まあ兄ちゃんとは7年前に会ったのが最後だった。同じ団地のお隣に住んでいて、幼稚園も小学校も一緒。私が1年生になった時には毎日呼びに来てくれて、一緒に小学校へ行ってくれた。たしか2年生までは一緒に行ってくれていたと思う。まあ兄ちゃんが6年生の秋、大坂へ一家で引っ越していってしまったんだった。私、別れるのが悲しくて、お別れの時に泣いてしまった。そしたらまあ兄ちゃんが「また遊びに来るよ」って言ってくれた。私、あれは約束だと思って待っていた。でも、あれから二度と会えなかった。
びっくりだよ。アイドルになってたなんて。SNSで見たけど、中1から大阪の芸能スクールに通ってダンスや歌のレッスンしてたんだね。それじゃ、忙しくて会いに来れなかったわけだ。まあ兄ちゃん、子どもの頃からかっこよかったけど、アイドルになりたかったなんて知らなかった。
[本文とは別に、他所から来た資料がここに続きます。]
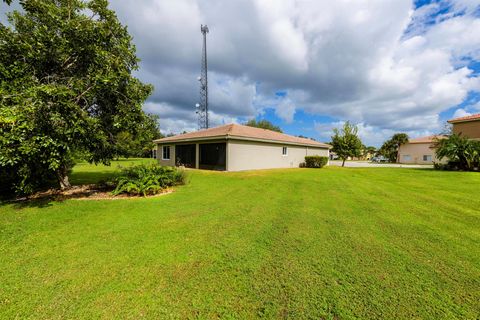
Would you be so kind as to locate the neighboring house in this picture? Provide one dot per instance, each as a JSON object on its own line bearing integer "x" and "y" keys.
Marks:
{"x": 236, "y": 147}
{"x": 418, "y": 151}
{"x": 467, "y": 126}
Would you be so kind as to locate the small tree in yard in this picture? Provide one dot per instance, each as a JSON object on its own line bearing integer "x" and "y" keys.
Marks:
{"x": 390, "y": 147}
{"x": 346, "y": 143}
{"x": 66, "y": 87}
{"x": 461, "y": 152}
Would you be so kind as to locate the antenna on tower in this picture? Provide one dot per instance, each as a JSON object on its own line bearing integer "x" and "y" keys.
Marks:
{"x": 202, "y": 107}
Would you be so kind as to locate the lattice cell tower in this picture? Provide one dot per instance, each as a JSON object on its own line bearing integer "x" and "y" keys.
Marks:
{"x": 202, "y": 107}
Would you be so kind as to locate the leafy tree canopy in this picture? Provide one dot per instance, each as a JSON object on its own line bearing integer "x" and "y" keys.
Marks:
{"x": 141, "y": 144}
{"x": 346, "y": 143}
{"x": 462, "y": 153}
{"x": 264, "y": 124}
{"x": 66, "y": 87}
{"x": 389, "y": 149}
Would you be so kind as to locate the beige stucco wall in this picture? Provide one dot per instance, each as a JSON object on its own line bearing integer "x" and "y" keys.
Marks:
{"x": 416, "y": 151}
{"x": 249, "y": 155}
{"x": 469, "y": 129}
{"x": 160, "y": 160}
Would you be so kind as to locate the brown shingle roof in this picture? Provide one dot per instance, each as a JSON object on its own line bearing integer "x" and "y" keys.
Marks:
{"x": 473, "y": 117}
{"x": 428, "y": 139}
{"x": 238, "y": 131}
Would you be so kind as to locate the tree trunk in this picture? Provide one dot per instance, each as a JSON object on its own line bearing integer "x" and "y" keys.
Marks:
{"x": 62, "y": 177}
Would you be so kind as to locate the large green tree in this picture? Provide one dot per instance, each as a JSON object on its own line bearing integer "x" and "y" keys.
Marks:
{"x": 66, "y": 87}
{"x": 346, "y": 143}
{"x": 140, "y": 144}
{"x": 389, "y": 149}
{"x": 263, "y": 124}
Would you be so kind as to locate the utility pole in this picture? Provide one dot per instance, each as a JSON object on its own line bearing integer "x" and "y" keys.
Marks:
{"x": 202, "y": 107}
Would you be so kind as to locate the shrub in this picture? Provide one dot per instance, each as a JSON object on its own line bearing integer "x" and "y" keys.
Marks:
{"x": 147, "y": 179}
{"x": 315, "y": 161}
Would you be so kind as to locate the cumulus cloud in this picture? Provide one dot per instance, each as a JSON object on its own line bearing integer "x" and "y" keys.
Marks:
{"x": 383, "y": 64}
{"x": 461, "y": 113}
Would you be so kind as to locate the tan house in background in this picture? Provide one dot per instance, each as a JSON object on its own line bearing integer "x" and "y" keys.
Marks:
{"x": 236, "y": 147}
{"x": 418, "y": 151}
{"x": 467, "y": 126}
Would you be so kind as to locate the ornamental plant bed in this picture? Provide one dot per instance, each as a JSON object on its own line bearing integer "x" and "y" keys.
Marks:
{"x": 87, "y": 192}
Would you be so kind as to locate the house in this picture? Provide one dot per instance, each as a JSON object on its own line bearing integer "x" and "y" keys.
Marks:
{"x": 236, "y": 147}
{"x": 418, "y": 151}
{"x": 467, "y": 126}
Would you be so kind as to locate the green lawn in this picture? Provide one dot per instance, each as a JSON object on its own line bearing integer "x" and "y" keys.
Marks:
{"x": 332, "y": 243}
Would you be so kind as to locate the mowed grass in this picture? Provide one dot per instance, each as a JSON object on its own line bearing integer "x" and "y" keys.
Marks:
{"x": 332, "y": 243}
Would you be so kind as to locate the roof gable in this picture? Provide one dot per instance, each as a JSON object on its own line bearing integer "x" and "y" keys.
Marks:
{"x": 242, "y": 132}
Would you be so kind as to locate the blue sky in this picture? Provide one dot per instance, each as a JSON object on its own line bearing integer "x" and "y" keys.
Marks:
{"x": 309, "y": 66}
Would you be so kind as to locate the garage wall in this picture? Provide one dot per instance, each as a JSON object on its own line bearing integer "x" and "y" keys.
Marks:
{"x": 248, "y": 155}
{"x": 416, "y": 151}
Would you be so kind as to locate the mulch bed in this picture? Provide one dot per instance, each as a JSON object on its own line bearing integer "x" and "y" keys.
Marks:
{"x": 86, "y": 192}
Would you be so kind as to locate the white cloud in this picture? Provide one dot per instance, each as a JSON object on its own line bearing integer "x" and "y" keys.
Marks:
{"x": 380, "y": 63}
{"x": 461, "y": 113}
あの頃「チサのこといじめるやついたらぼくに言いなよ。ぼくがチサを守ってあげるから。チサはぼくの妹みたいなもんだからさ」ってまるで王子様みたいなこと言ってくれた。だから私、まあ兄ちゃんがずーっとチサのそばにいて守ってくれると思っていたのにな。いつかまあ兄ちゃんのお嫁さんになりたい、って思ってたんだよ。ほんとに。
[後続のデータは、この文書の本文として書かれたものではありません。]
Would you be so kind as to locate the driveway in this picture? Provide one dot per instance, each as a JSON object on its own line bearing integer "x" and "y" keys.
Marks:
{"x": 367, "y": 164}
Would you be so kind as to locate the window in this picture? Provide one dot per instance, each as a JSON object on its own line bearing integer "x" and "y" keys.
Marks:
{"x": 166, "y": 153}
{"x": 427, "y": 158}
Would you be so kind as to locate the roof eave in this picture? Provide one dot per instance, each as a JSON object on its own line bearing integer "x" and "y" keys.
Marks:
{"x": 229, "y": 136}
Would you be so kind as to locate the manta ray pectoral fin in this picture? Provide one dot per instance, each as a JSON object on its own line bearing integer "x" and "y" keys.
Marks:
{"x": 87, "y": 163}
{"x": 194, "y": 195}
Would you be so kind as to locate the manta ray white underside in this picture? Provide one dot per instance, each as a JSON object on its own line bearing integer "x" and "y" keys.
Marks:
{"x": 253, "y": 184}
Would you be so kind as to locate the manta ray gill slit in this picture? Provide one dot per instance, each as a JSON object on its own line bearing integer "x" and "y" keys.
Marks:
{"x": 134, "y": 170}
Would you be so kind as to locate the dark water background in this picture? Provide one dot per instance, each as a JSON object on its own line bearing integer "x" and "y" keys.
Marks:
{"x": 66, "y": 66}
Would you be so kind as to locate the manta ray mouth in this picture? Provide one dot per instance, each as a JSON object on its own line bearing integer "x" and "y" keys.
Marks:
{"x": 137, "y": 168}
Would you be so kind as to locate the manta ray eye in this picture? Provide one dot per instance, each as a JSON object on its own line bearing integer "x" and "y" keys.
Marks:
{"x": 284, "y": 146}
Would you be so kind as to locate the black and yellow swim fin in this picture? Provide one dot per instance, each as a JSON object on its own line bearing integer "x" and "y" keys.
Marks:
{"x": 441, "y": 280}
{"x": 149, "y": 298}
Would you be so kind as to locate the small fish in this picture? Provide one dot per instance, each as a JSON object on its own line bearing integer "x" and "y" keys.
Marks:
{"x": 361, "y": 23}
「僕の恋人はファンの皆さんです」ってインタビューで答えてたでしょ。ファンの子たちは、そう言われるとうれしいのかな。本当は彼女とかいるのかな、まあ兄ちゃん。
あの頃、髪が短くて細身だったまあ兄ちゃんは、今はウェーブがかかったかっこいい髪型で、ちょっと茶髪で、マッチョで、ダンスも歌もすごくうまい。本当にスターって感じ。まあ兄ちゃんがなんだか遠い人になっちゃった。私のことなんかもう忘れちゃったんだろうな。でも、私は忘れないよ。ずっとずっと。
アイドルになったまあ兄ちゃんのこと、私、応援するよ。マーキーのファンになるんじゃないよ。私には、ずっとまあ兄ちゃんはまあ兄ちゃんだから。まあ兄ちゃんとして応援するからね。